Rieti – Personale delle Squadre Mobili delle Questure di Rieti e di Teramo, coordinato dal Servizio Centrale Operativo del Dipartimento della Pubblica Sicurezza ha arrestato tre donne: S.C., del 1979, abitante a Martinsicuro, S.F.M., del 1985 e D.R.R., del 1966, residenti ad Alba Adriatica e sottoposto ad obbligo di dimora nel comune di Alba Adriatica una quarta donna: S.D., del 1975, resesi responsabili di otto furti aggravati commessi e tentati nella città di Rieti.

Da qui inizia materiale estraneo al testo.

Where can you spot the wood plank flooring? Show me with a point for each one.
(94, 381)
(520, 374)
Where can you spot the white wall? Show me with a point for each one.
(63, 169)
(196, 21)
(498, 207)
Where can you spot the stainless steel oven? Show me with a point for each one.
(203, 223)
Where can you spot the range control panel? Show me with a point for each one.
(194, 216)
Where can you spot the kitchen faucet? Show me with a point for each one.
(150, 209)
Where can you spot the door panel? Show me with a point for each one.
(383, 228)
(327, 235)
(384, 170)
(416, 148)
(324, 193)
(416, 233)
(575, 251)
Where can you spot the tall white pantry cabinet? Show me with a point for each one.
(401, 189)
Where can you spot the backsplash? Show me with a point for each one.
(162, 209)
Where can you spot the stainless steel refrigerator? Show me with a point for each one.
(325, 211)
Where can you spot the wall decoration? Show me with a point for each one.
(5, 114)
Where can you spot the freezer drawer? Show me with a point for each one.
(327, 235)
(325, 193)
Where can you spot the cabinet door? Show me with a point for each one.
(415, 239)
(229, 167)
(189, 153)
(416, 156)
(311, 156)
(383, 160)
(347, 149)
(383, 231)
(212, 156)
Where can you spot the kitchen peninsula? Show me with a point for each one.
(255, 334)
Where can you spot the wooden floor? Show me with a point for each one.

Questa mattina, infatti, gli uomini delle Squadra Mobili di Rieti e Teramo hanno dato esecuzione agli ordini di carcerazione emessi, dal G.I.P. del Tribunale di Rieti Dr.ssa Francesca Ciranna, nei confronti di alcune donne abruzzesi che le indagini esperite dagli investigatori della Squadra Mobile reatina hanno individuato come responsabili di numerosi furti in appartamento commessi a Rieti negli scorsi mesi di marzo ed aprile, soprattutto in danno di anziani.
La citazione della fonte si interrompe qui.